Maxwell's equations in Minkowski's world: their premetric generalization and the electromagnetic energy-momentum tensor

TL;DR

This paper explores the historical development and modern generalization of Minkowski's formulation of Maxwell's equations, emphasizing their premetric form and the electromagnetic energy-momentum tensor within tensor calculus and general relativity.

Contribution

It provides a detailed analysis of Minkowski's original derivation and extends Maxwell's equations to a premetric framework applicable in general relativity.

Findings

Generalization of Maxwell's equations to premetric form

Derivation of the electromagnetic energy-momentum tensor in premetric form

Applications of premetric electrodynamics in modern physics

Abstract

In December 1907, Minkowski expressed the Maxwell equations in the very beautiful and compact 4-dimensional form: lor f=-s, lor F^*=0. Here `lor', an abbreviation of Lorentz, represents the 4-dimensional differential operator.
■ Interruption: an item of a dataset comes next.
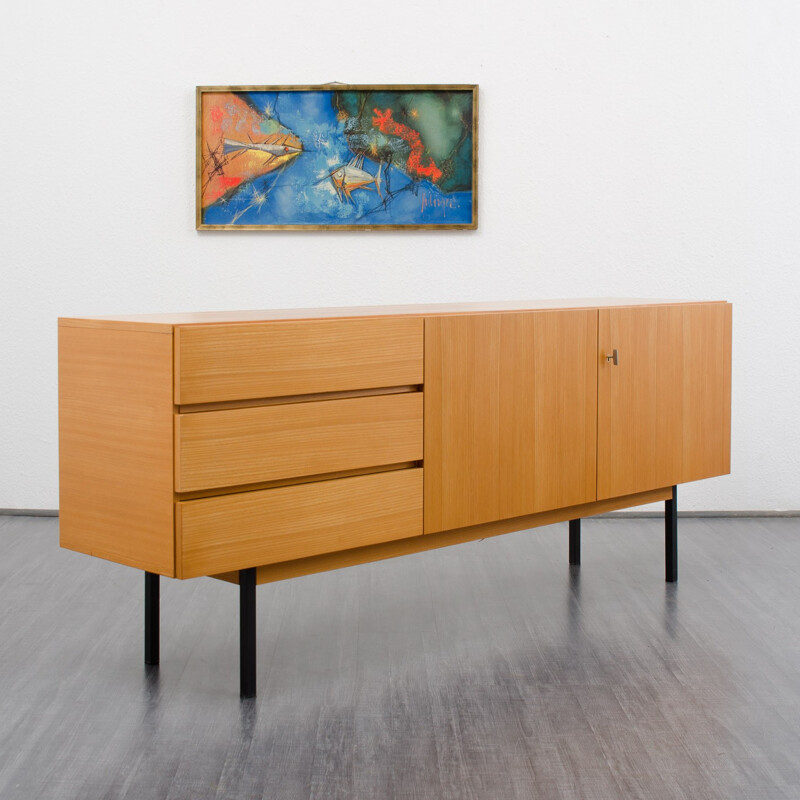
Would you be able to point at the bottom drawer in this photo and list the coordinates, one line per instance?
(237, 531)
We study Minkowski's derivation and show how these equations generalize to their modern premetric form in the framework of tensor and exterior calculus (valid also in general relativity). After mentioning some applications of premetric electrodynamics, we turn to Minkowski's discovery of the energy-momentum tensor of the electromagnetic field. We discuss how he arrived at it and how its premetric formulation looks like.